South Korean banks’ loan delinquency rate rose at the fastest clip in 15 months in October due mainly to increased defaults by construction firms and shipbuilders, the financial watchdog said Monday.
The overall delinquency rate of bank loans to companies and households reached 1.28 percent as of the end of October, up 0.24 percentage points from the previous month, according to the Financial Supervisory Service. The rate is measured based on loans that are overdue for more than one day.
The rise marked the biggest monthly gain since July 2010, when the ratio jumped 0.28 percentage points. The October figure also marked the highest level since 1.30 percent logged in June.
The increase was mostly attributed to a rise in delinquent corporate loans.

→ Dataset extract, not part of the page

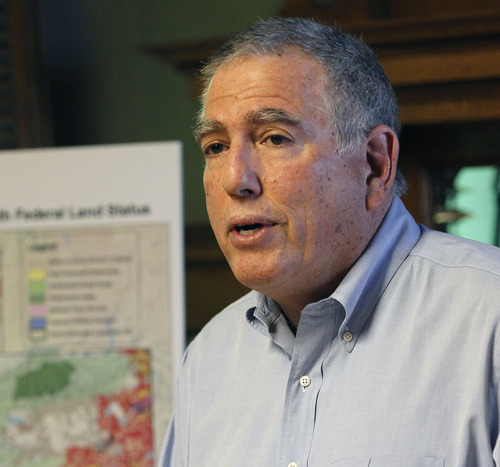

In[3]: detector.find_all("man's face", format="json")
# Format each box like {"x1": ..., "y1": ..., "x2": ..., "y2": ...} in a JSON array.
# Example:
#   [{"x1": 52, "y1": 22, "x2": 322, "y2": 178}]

The default rate of bank corporate loans surged 0.40 percentage points on-month to 1.73 percent, according to the watchdog.
The delinquency ratio of loans to major firms skyrocketed 0.86 percentage point to 1.36 percent, hitting a near five-year high.
The figure marked the highest level since the 1.6 percent recorded in November 2006.
Fresh delinquent loans held by companies in the shipbuilding, construction and real estate industries more than doubled to 3.7 trillion won ($3.3 billion) from 1.8 trillion won a month ago.
The delinquency rate of banks’ household lending, meanwhile, inched up 0.04 percentage points to 0.75 percent as of end-October, according to the watchdog.
“The FSS will strengthen monitoring of the risk of delinquency in vulnerable sectors and encourage banks to resolve delinquent and non-performing loans to achieve the year-end target ratio,” the regulator said.
Banks are expected to reduce the ratio of non-performing loans to below 1.5 percent by the end of the year.